Trying to read while in a car provokes dizziness and nausea. Here’s how the wiring works.
When your head moves, the vestibular organs inside both ears has little tentacles that detect the movement, and sends a message to your brainstem. That is the input. That wire stimulates another wire called the output which responds automatically. The easiest way to experience is to look in the mirror and turn your head left and right and notice that if you relax notice your eyes stay still even though your head turns. When you turn your head to the left the vestibular system detects the movement, inputs that to the brainstem, and stimulates the eyes to move in the opposite direction. This is called the vestibular ocular reflex (VOR). It is not the only reflex involving the vestibular system, but we will emphasize it here because it is so clearly involved in the problems associated with dizziness and nausea provoked by reading while riding in a car.
Reflexes are great because they act so quickly and precisely but there are times when you have to deal with much more difficult situations. In order to play sports you have to control more than the eyes. When you have large volumes of input flooding the brainstem, all that information has to go somewhere.

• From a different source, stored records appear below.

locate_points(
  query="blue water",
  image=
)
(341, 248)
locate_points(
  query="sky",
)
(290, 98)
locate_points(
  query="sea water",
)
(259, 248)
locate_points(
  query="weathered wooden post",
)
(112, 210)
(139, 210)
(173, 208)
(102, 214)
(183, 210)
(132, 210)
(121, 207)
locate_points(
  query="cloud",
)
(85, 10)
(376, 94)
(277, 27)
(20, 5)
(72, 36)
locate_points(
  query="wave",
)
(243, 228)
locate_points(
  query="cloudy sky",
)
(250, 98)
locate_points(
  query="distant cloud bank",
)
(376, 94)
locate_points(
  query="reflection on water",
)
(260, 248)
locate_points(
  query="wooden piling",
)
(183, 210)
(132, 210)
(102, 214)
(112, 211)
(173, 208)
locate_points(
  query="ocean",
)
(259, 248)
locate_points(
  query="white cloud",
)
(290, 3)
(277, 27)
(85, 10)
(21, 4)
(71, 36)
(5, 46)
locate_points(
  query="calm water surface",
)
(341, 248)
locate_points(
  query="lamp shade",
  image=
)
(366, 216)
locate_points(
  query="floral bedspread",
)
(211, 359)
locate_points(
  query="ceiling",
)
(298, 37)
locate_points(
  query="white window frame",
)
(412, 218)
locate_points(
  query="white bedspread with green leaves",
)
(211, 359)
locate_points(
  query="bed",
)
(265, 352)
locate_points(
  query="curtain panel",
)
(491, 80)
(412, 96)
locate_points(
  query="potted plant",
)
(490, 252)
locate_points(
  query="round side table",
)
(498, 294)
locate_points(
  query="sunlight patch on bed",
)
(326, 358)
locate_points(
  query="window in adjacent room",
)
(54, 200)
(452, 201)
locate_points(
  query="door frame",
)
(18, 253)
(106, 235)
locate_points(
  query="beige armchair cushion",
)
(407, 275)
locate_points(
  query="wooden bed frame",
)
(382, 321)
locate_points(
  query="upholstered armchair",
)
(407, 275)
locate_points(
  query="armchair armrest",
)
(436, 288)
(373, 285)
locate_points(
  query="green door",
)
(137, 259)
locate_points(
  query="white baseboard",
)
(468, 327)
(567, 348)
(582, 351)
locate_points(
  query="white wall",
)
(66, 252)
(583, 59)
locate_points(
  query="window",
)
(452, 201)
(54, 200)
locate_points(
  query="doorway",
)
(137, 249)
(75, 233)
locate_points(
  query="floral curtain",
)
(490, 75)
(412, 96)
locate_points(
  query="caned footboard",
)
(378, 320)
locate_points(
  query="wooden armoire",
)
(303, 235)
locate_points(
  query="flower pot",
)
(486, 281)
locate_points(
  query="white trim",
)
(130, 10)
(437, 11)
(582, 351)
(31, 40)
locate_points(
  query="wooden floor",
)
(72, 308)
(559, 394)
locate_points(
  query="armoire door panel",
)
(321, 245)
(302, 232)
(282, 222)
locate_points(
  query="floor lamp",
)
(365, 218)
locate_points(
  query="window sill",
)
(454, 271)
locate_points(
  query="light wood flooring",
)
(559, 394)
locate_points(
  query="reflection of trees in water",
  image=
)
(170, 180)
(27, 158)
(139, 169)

If you slowly turned your head left and right, your eyes would respond proportionally, and you would not experience nausea or dizziness. If you were to turn your head faster, you might. What happens when you move faster is that the volume of information going into your brainstem is much higher. At some point the actual amount of information is more that what can be absorbed by the output. There is an overflow road that moves up towards the brain. It is at the point that the brain receives too much information that you feel unsettled.
The first exercise to practice is simply to practice turning your head slowly while relaxing the eyes. What you are dong is increasing the capacity of the normal system so that you can tolerate a lot more movement before information has to be diverted to the overflow. Here is a video on how to do the basic vestibular drill.
So it should make sense why faster spinning or roller coaster rides would make someone feel nauseous or dizzy. But why are things dramatically so worse while driving in a car? We are built with two main systems, one of which is designed for easy repetitive tasks and one that is designed for more deliberate difficult tasks. Now, suppose you have to focus on small words or some icon on your computer. You don’t think about it, but your eyes have to aim very precisely to converge on the target. What happens is that you actually block the output portion of the VOR. As we mentioned here, (link to be added later), there are five states of mind that exist in the brain, and one of those states we call focus). When focusing on something specific, we have to be still, and this VOR gives some
insight into the mechanism of focusing.
What happens in this situation is as follows. The eye muscles are under both deliberate and automatic control. However, in order to precisely control the eyes as required for reading, the input from the vestibular system to the eyes is automatically blocked. This is not a problem normally because you are sitting still while reading. However, when in a car, all that information cannot flow out into the eye muscles but instead flows exclusively into the brain. The nauseation is simply an experience of sensory overload.